La source de l’article de Yeni Şafak : le site web de la société SADAT

Les principaux éléments de l’article sont repris du site web de la société turque de Conseil et de Défense internationale SADAT – qui fournit des services de conseil en matière de défense et de guerre, conventionnelle et non conventionnelle, ainsi que sur l’organisation, l’entraînement et le matériel militaire. La société défend la coopération militaire panislamique. Selon son énoncé de mission, elle vise « à établir une collaboration en matière de défense et une coopération entre les pays islamiques dans l’industrie de défense, à aider le monde musulman à trouver sa place légitime parmi les superpuissances en fournissant… des conseil stratégique et d’entraînement aux armées et forces de sécurité intérieure des pays islamiques ».[3]

Selon des sources sécuritaires israéliennes, la société SADAT est impliquée dans l’aide au Hamas, et cherche à contribuer – au moyen de fonds et de matériel militaire – à la création d’une “Armée de Palestine” pour combattre Israël.[4]

Le fondateur de SADAT, Adnan Tanrıverdi

La société SADAT a été créée par Adnan Tanrıverdi, conseiller principal d’Erdoğan aux affaires militaires et général à la retraite, et est présidée par son fils, Melih Tanrıverdi. Adnan Tanrıverdi (né en 1944) a servi dans le corps d’artillerie de l’armée turque et a dirigé le Commandement du front intérieur au nord de Chypre. Il est spécialiste en guerre asymétrique et a été évincé de l’armée turque en 1996  en raison de ses positions islamistes. Un ancien officier de l’armée turque, Ahmet Yavuz, l’a qualifié d’ « ennemi d’Atatürk » et a déclaré que son renvoi de l’armée n’était pas surprenant.[5]

Photo : Sadat.com.tr

L’article de Yeni Şafak est basé sur un livret PDF comportant plusieurs articles de Tanrıverdi, ainsi que d’autres documents, parus sur la page d’accueil du site de SADAT, puis retirés. [6] Certains articles expriment des positions virulentes contre Israël et défendent l’objectif d’armer les Palestiniens et de former une Armée de l’islam pour éliminer Israël.

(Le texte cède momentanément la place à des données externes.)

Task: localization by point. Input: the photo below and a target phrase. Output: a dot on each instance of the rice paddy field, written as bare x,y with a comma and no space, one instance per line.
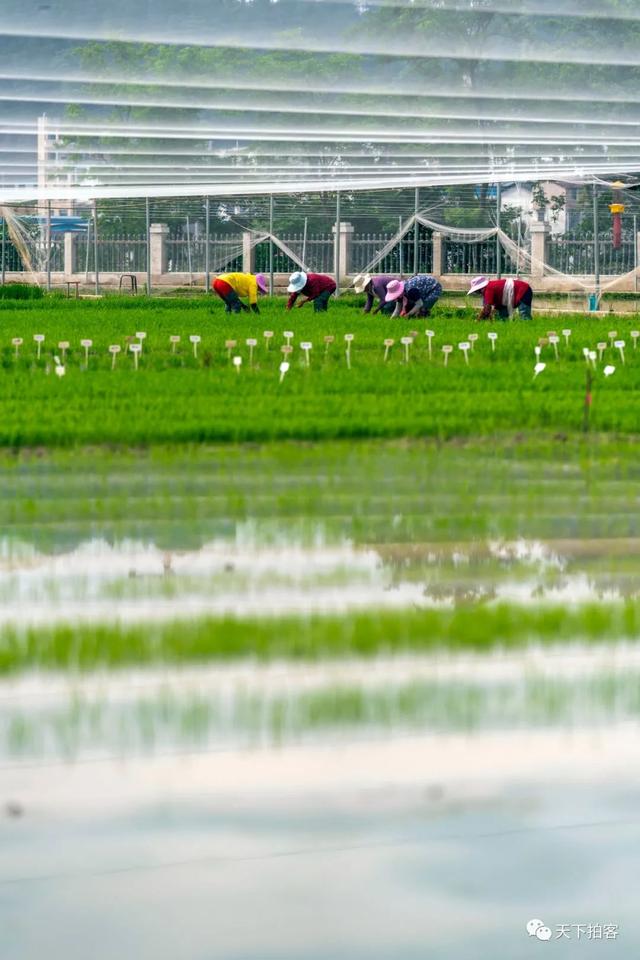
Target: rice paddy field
346,654
184,392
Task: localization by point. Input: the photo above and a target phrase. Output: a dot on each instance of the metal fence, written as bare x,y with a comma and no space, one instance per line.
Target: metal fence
475,258
574,253
400,259
39,252
126,253
188,254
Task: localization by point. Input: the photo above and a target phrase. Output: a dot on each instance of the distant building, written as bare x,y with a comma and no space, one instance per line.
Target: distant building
520,195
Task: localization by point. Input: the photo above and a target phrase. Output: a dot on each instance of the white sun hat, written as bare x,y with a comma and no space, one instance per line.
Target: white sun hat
361,282
297,281
478,283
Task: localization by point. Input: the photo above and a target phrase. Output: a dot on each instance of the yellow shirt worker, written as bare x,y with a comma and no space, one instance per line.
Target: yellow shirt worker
231,287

L’un des articles, intitulé « SADAT et l’avenir du monde musulman » qualifie Israël d’ « avant-poste de la nouvelle croisade et de poignard planté au cœur de l’islam » et « les yeux, les oreilles et le poing du monde chrétien ». Un deuxième article, intitulé « Comment résoudre la question palestinienne ? » souligne la nécessité d’utiliser l’OCI comme base pour un comité permanent de coopération en matière de défense, et décrit également sa vision de la création de bases militaires pour libérer la Palestine. Un article intitulé « La Palestine devrait aussi avoir une armée » exprime la vision de Tanrıverdi de former une armée palestinienne équipée de tanks et d’autres armes lourdes, ajoutant que cette armée, aux côtés d’une Armée unifiée de l’islam, pourrait entraîner une défaite militaire d’Israël en dix jours et sa défaite diplomatique en 20 jours.

Le fait que Yeni Şafak fasse écho aux articles de Tanrıverdi indique que les médias proches du régime défendent un programme visant à attaquer Israël.

Un associé de Tanrıverdi arrêté en Israël, soupçonné d’aider le Hamas

Récemment, Israël a pris connaissance des activités de Tanrıverdi après l’arrestation d’un universitaire turc, Cemil Tekeli, soupçonné d’aider les terroristes du Hamas en Turquie. Selon le journal israélien Makor Rishon, Tekeli, qui a depuis lors été expulsé en Turquie, est un proche collaborateur d’Adnan Tanrıverdi. L’article de Makor Rishon comportait une photo de lui aux côtés d’Adnan et de Melih Tanrıverdi. [7] 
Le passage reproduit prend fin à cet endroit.